Thank You for Having Sex
Let me set the scene… I really want you to be able to visualize this in your minds eye. I want you to feel as uncomfortable as every guest in this beautiful venue felt as they listened to this poor chump deliver his toast. Picture a VERY conservative crowd of wasps sipping their very expensive champagne as the best man takes the microphone for his toast. He turns to the parents of the groom, and says, “Mr. and Mrs. Smith, I just want to thank you for having sex.” No really… this was the start of the worst, most uncomfortable best man toasts I have ever had to watch. Outside of the blatant disrespect he showed towards the bride and groom, I looked around the room at the guests who were literally shifting uneasily in their chiavary chairs wishing they could crawl under my beautiful square tables. I WISH this wedding was being filmed! Woulda loved to have seen this again!
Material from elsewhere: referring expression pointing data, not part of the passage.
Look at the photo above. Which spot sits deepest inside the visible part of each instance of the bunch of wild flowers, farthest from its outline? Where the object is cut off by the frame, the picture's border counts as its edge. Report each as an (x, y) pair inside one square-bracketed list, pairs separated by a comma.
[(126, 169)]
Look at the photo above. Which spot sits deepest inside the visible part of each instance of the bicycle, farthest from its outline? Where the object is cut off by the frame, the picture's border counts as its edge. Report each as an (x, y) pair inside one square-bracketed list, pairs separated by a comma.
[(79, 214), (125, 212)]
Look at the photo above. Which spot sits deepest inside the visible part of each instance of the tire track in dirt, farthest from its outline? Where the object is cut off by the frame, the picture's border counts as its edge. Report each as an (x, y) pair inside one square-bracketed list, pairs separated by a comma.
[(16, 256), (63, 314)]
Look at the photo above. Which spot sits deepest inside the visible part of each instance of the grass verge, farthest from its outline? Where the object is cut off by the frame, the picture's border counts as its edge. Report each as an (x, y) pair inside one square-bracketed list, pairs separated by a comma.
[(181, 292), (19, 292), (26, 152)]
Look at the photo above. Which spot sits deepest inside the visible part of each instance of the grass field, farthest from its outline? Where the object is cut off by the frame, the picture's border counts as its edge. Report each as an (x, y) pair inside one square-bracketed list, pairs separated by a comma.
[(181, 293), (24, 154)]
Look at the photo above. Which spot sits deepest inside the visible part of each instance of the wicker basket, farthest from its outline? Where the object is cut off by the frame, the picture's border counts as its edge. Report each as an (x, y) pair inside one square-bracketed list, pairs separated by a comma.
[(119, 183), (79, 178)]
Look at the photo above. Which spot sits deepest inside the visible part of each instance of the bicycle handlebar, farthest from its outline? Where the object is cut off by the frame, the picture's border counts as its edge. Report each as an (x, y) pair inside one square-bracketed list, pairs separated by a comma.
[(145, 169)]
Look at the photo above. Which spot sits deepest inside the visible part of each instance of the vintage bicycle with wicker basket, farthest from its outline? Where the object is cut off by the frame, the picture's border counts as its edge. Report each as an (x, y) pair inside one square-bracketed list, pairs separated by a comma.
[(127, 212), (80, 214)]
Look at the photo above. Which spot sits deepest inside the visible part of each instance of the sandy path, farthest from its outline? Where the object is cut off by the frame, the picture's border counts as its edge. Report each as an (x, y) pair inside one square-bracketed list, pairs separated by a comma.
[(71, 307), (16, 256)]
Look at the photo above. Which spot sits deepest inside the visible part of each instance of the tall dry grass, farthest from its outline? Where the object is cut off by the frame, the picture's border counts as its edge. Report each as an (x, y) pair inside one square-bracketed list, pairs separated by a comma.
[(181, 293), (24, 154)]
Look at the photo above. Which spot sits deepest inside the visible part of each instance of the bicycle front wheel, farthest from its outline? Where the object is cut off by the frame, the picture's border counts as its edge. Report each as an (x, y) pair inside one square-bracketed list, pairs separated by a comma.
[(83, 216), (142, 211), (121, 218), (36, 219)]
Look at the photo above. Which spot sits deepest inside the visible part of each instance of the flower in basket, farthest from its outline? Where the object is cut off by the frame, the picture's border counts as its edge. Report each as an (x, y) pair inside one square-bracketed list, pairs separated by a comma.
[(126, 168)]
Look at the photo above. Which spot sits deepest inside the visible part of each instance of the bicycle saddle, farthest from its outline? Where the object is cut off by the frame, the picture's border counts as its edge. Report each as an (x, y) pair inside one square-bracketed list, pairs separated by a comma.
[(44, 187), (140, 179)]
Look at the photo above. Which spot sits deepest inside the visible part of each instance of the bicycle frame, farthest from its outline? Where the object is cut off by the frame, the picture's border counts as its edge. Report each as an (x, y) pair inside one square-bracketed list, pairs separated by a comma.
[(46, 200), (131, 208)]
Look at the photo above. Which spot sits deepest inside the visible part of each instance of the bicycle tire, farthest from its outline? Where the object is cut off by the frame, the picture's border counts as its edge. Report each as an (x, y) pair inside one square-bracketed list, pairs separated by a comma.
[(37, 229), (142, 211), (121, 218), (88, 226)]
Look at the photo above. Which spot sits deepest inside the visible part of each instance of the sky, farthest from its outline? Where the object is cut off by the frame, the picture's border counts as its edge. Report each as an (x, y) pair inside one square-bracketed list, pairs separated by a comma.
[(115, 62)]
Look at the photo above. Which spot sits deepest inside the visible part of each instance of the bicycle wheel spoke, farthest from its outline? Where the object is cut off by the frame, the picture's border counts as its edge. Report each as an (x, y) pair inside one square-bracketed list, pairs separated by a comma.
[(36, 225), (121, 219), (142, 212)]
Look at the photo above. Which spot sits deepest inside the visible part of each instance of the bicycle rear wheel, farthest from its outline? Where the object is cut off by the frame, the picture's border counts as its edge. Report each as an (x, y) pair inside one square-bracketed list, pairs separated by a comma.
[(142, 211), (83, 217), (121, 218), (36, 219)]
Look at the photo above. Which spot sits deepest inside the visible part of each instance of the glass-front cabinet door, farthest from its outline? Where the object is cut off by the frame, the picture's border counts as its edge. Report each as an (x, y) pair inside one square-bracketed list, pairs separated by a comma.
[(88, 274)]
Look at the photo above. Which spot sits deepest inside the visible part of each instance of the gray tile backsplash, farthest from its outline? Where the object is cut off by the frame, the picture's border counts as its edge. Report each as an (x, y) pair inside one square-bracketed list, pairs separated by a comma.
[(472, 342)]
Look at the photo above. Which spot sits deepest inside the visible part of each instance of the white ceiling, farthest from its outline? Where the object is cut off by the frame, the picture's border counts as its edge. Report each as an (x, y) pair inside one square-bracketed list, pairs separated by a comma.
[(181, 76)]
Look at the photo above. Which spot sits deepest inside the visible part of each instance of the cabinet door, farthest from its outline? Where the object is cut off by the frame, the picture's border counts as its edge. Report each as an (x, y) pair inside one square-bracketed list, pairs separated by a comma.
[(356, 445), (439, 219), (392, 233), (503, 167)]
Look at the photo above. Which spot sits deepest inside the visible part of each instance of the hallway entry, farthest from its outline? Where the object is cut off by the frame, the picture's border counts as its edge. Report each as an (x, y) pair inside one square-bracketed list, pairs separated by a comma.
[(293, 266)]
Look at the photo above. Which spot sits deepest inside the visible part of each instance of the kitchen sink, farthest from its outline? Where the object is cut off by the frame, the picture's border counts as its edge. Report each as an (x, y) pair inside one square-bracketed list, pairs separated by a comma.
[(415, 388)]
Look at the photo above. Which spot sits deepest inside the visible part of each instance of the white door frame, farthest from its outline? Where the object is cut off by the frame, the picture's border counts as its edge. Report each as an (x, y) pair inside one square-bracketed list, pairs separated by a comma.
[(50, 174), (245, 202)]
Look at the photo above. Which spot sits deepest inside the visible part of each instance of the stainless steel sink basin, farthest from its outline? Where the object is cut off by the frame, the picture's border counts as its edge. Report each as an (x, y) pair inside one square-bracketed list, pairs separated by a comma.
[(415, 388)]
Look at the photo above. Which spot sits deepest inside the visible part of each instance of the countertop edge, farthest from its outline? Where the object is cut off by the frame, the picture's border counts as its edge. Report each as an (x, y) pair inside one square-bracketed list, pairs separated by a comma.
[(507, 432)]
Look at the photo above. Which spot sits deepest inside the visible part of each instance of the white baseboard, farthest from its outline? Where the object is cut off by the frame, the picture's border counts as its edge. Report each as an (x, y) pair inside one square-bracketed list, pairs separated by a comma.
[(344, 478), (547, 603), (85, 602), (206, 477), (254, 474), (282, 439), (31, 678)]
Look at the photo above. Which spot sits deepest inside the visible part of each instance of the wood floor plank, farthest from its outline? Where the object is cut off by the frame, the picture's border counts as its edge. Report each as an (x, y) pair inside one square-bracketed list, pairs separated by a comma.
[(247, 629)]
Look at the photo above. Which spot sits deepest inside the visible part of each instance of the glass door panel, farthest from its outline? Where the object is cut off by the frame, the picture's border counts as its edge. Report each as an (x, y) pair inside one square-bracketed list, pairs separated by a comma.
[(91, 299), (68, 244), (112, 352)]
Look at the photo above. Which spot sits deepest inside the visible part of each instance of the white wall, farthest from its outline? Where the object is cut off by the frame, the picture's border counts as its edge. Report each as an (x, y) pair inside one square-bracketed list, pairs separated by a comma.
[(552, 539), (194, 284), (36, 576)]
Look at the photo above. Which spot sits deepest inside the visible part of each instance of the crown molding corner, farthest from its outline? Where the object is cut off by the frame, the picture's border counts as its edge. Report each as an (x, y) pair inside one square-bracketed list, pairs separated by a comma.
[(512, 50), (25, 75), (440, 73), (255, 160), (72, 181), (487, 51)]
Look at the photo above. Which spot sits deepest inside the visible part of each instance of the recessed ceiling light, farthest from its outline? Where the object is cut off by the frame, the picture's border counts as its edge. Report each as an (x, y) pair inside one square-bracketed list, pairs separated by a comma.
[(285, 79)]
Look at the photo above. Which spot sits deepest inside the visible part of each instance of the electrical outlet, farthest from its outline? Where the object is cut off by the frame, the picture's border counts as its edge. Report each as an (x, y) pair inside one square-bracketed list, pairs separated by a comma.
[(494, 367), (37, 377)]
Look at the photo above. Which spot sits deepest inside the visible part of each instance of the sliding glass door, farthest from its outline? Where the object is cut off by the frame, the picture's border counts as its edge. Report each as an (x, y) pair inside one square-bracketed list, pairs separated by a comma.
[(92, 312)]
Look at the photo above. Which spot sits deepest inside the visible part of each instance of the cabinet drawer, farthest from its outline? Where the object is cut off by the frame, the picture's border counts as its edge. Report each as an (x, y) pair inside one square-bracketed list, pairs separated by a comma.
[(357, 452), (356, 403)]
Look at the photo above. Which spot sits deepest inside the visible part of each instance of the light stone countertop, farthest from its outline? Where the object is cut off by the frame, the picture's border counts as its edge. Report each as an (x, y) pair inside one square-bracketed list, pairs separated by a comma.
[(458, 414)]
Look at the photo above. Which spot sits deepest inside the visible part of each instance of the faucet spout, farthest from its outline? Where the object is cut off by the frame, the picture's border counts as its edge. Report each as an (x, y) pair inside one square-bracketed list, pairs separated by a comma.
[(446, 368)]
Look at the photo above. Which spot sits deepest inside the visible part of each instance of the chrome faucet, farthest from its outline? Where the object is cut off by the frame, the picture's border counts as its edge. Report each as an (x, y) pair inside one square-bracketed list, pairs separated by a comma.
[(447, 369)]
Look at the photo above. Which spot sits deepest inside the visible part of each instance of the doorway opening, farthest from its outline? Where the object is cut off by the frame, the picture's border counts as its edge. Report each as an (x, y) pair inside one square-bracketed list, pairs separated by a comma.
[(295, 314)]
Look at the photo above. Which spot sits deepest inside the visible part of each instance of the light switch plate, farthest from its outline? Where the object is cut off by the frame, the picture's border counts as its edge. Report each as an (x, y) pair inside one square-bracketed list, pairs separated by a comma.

Take this advice and run with it… KNOW the gist of what is going to be said in any of the toasts at your wedding. I’m not saying that you need to ruin the joy of receiving a lovely toast by knowing each and every word, but have a general idea of the content so that there are no surprises like this at your wedding. You know your maid of honor and best man. Can they be trusted with a microphone? Really think about this because I worked my tail off with the bride preparing the details for her wedding, and you know what everybody remembers most about it? Yeah… the fucking best man toast. Hell, it’s what I remember, and I planned it!
Also, don’t forget to have a conversation with your planner, DJ or band about WHO gets to have air time. You don’t want your notoriously drunk uncle getting a hold of that mic! You need to be clear about toasting requests. If they are not on the list, then uncle Jack does not toast. Period the end.